Is it possible to configure jmqtt client to connect to for example mosquito using ssl?

Yes. There is nothing to configure. You just need to set the scheme to ssl instead of tcp.

 

[woniol]

Oh, I managed to connect to the cloud broker using ssl instead of tcp.
Does someone now how to configure local mosquito to make such a connection?

 

[woniol]

I made some config with help of this description
http://www.embedded101.com/Blogs/Pa...h-the-m2mqtt-library-and-the-mosquitto-broker

Looks, that mosquito works fine with this config, but i couldn't connect using jmqtt client.
I think there is a problem with self signed certificate.
As I know, this certicates are not supported by this lib https://www.b4x.com/android/forum/threads/jmqtt-official-android-mqtt-client.59497/#post-380212

Will i be possible to add such a support for jmqtt lib? https://www.b4x.com/android/forum/threads/mqtt-ssl-with-self-signed-certificates.62530/

 

[Erel]

You have started this thread with very strong (and incorrect) claims.
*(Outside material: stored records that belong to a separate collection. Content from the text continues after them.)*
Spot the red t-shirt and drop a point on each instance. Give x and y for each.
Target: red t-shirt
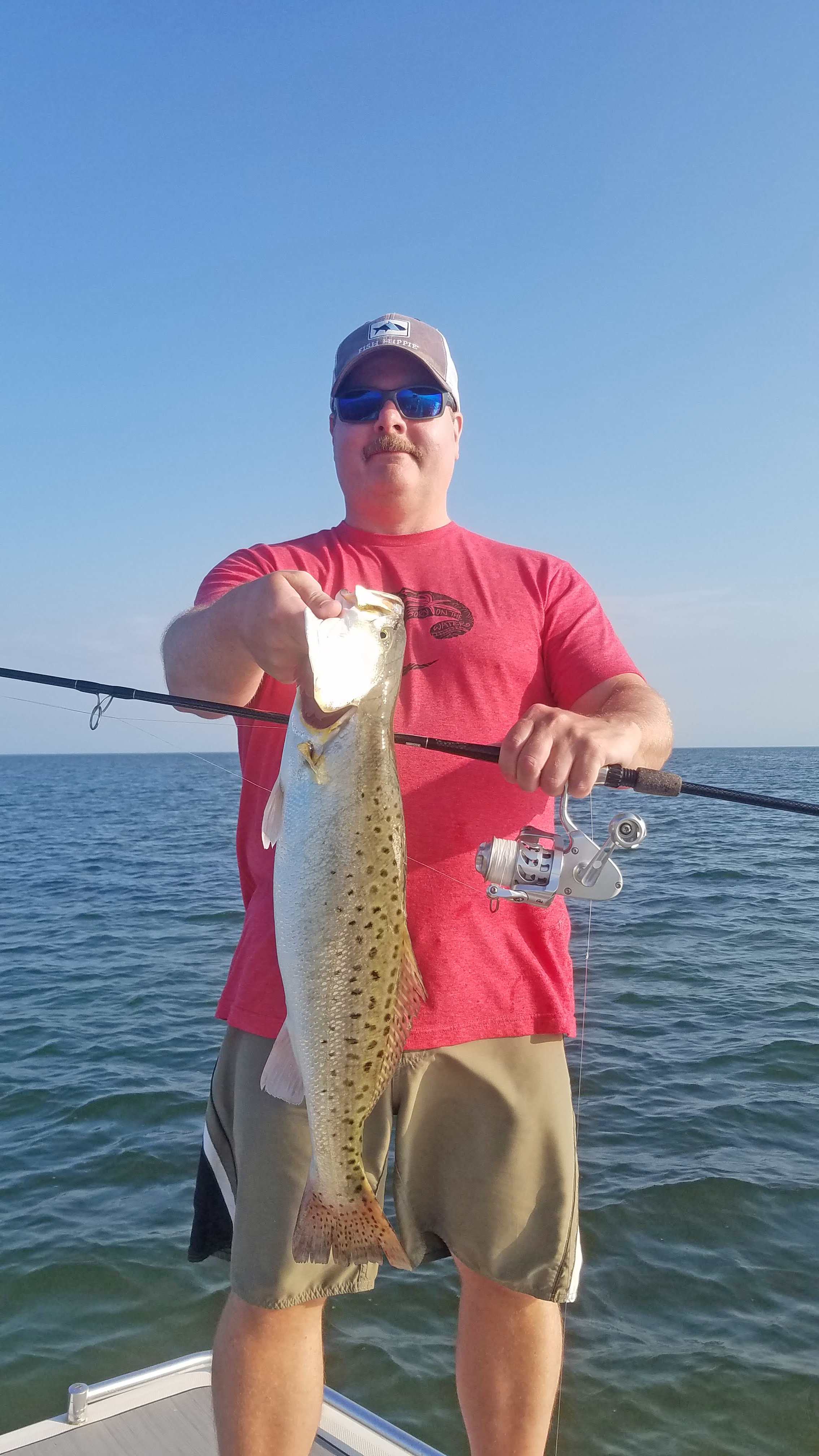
(490, 629)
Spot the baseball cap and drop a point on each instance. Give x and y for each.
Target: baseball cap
(398, 331)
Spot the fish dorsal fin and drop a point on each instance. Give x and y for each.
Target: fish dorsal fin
(408, 998)
(273, 816)
(282, 1075)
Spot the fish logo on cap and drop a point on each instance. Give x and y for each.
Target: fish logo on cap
(390, 327)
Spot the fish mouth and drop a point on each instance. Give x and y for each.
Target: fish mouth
(317, 717)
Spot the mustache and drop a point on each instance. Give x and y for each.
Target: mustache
(391, 445)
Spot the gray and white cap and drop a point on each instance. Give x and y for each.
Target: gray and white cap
(398, 331)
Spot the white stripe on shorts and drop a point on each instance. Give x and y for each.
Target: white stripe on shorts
(219, 1174)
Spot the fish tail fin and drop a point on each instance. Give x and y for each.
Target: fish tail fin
(355, 1231)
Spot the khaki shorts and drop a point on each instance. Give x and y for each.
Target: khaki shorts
(486, 1168)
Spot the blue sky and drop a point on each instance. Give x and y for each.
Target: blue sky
(610, 209)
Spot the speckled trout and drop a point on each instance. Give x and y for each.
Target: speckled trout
(350, 978)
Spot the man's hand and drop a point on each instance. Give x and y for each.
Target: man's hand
(270, 621)
(222, 651)
(620, 721)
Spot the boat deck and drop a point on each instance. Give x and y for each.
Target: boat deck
(165, 1412)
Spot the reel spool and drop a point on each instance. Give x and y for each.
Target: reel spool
(540, 864)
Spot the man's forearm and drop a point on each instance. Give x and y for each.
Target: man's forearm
(640, 705)
(224, 651)
(205, 654)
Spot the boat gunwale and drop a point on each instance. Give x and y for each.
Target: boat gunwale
(200, 1363)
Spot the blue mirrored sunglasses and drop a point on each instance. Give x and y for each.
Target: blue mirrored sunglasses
(360, 407)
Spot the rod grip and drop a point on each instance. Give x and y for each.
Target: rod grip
(643, 781)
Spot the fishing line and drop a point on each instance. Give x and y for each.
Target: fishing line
(135, 723)
(190, 753)
(564, 1312)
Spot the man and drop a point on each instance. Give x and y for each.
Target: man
(484, 1161)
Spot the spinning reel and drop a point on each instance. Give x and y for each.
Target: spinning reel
(540, 864)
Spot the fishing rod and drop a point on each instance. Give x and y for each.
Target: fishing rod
(614, 777)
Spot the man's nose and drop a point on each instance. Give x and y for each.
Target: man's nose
(391, 421)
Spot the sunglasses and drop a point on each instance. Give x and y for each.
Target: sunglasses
(360, 407)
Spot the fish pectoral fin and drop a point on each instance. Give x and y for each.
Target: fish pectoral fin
(282, 1075)
(314, 760)
(273, 816)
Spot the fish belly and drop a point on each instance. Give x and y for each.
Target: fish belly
(350, 979)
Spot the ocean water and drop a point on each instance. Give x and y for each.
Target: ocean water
(697, 1327)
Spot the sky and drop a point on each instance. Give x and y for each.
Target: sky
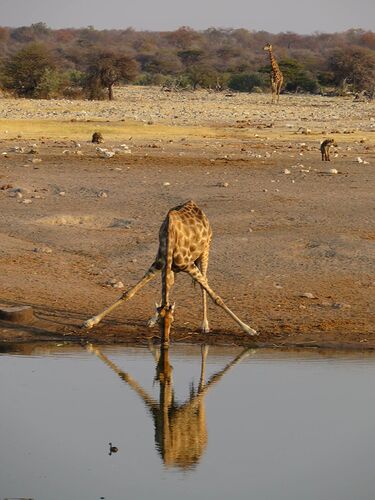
(300, 16)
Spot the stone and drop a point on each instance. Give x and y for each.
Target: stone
(18, 314)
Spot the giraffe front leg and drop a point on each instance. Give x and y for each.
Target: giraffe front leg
(203, 264)
(90, 323)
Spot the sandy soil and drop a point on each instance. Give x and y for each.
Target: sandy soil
(293, 252)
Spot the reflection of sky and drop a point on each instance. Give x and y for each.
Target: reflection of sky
(277, 428)
(302, 16)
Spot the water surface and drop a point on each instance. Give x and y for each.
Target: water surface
(192, 424)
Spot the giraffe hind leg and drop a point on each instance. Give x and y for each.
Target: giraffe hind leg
(203, 263)
(197, 275)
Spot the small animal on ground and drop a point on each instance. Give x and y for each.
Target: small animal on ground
(325, 148)
(97, 138)
(184, 244)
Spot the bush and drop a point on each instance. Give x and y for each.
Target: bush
(24, 71)
(296, 77)
(51, 84)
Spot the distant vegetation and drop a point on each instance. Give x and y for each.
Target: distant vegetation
(39, 62)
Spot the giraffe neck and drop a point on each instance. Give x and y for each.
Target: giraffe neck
(274, 65)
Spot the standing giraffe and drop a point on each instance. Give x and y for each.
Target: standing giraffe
(276, 75)
(184, 244)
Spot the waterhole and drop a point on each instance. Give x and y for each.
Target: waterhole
(129, 422)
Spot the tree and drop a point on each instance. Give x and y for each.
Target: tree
(355, 66)
(296, 77)
(107, 69)
(24, 71)
(202, 75)
(245, 82)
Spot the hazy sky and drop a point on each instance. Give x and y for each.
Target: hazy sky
(301, 16)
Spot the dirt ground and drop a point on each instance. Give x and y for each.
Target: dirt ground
(293, 251)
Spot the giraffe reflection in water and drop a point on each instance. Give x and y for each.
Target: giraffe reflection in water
(180, 428)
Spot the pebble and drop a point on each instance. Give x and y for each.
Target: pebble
(308, 295)
(114, 283)
(42, 250)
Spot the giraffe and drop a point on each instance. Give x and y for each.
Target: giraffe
(184, 243)
(325, 147)
(276, 75)
(181, 435)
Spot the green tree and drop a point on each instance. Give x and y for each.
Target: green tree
(296, 77)
(355, 66)
(105, 70)
(202, 75)
(24, 71)
(245, 82)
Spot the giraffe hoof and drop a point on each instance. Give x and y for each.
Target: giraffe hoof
(250, 331)
(89, 324)
(205, 328)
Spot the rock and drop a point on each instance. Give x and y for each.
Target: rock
(20, 314)
(97, 138)
(115, 283)
(42, 250)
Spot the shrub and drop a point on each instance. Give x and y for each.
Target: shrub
(24, 71)
(246, 82)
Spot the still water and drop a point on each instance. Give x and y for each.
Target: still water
(191, 423)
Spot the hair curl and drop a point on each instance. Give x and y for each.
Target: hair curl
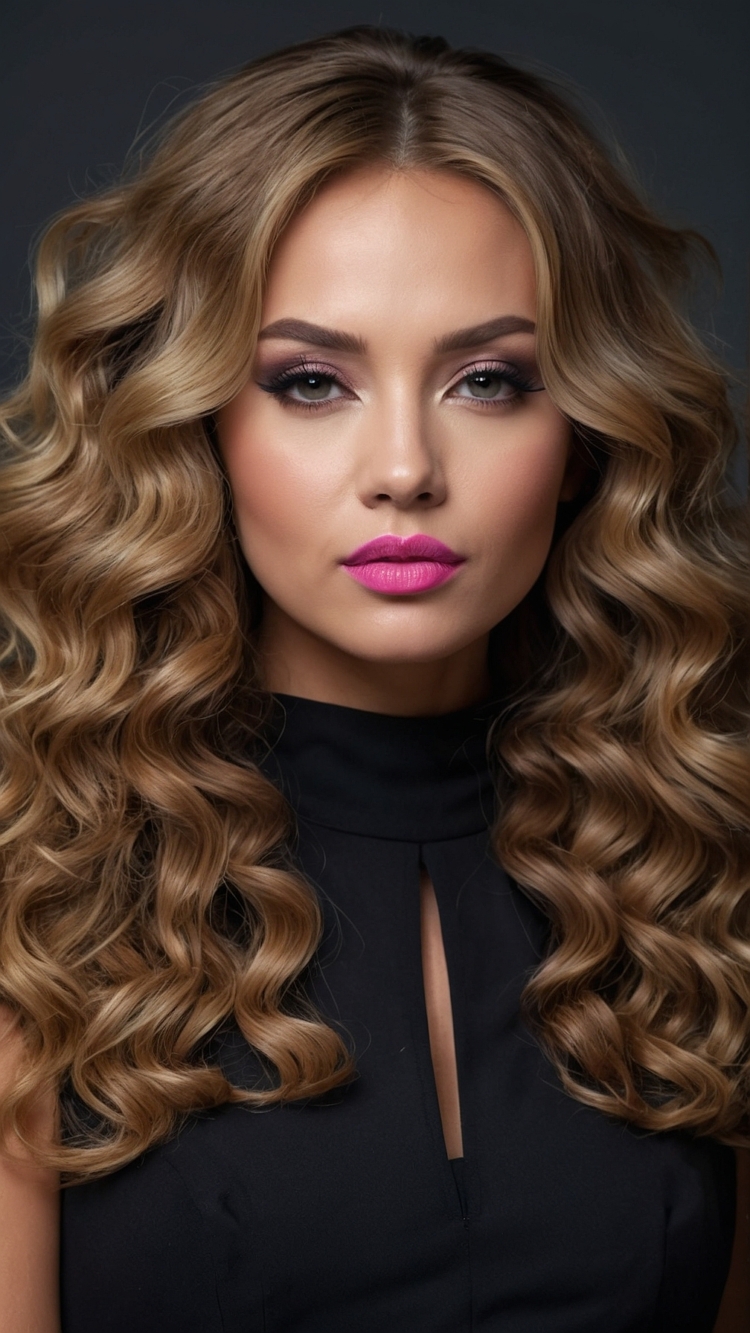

I gave my answers above.

Please start a new thread for any question.

 

[woniol]

It wasn't my intention to claim about b4x.
I just wanted to point out that security is very important in IoT world, especially when it comes to controllig stuff.

I'm using b4x (b4a, b4j) for quite a long time - i write my whole house automation system in my free time (hobby),
thats why i'm very happy that b4x is evolving to IoT world, with lots of hardware support and code examples.

Last month I presented the idea of my system and what i made so far, to the company that installs alarm and home automation systems.
And the first question was, how secure is the connection between client (android b4a) and server (raspberrypi b4j).
At first the communication protocol i used in my system was websockets, now i'm trying to rewrite it to mqtt, and split the server into some separate components.

In fact i missed the b4j server feature to support https connections, because i don't use it in my solution.
I did some test on the metioned SecureWebSocket library: https://www.b4x.com/android/forum/threads/securewebsocket-client-library.45981/#content
but i had some problems with it mentioned in the linked thread, so i decided to keep using standard b4a websocket lib for the time of beta tests.

Now, with the power of b4x and it's mqtt support i decided to rewrite all communication stuff to thie protocol.
After some tests i decided to switch to ssl communication.

In fact my knowledge of all this cetification stuff is very poor, that's why i asked for some examples.

 

[b4auser1]

Below I placed my overview with SSL support by server and client libs in B4x.

jServer support https and wss with both kinds of certificates: trusted and self-signed:
MQTT Broker library doesn't support SSL.

All client libraries: OkHTTP, SecureWebSocket Client Library, MQTT libraries support SSL (https/wss), but there are issues with self-signed certificates.

I use the workaroud for OkHTTP from Erel: HttpUtils2Service.bas

#If Accept_selfsigned_certificates
    hc.InitializeAcceptAll("hc")
#Else   
    hc.Initialize("hc")
#End If

I read message:

daemon
Tried debugging a little bit, found that the WebSocket library uses SSLCertificateSocketFactory to create a socket, which seems to return a closed socket for such conditions:
https://github.com/palmerc/SecureWe...avendo/autobahn/WebSocketConnection.java#L484

From this message I understood that there is issue with self-signed certificates in the SecureWebSocket Client Library.

I don't know if there is SecureWebSocket Client Library for B4J, B4i.

I don't know if there are issues with self-signed certificates for MQTT client libraries.

Erel,
it would be great if you create a tutorial where provide B4x developers with consolidated information about SSL support for server and client libraries for all B4x platforms. Also tutorial should reflect if self-signed certificates are supported, and how to setup SSL support for all of cases.

 

[Erel]

B4i iWebSocket library supports wss connections.
B4J jWebSocketClient doesn't support wss connections (jetty client implementation which is the base of this library doesn't support it).

This thread was about security in production. Self signed certificates are not relevant for production usage. Specifically you shouldn't use hc.InitializeAcceptAll in production unless you are not worried about security.

Further questions should be posted in a new thread.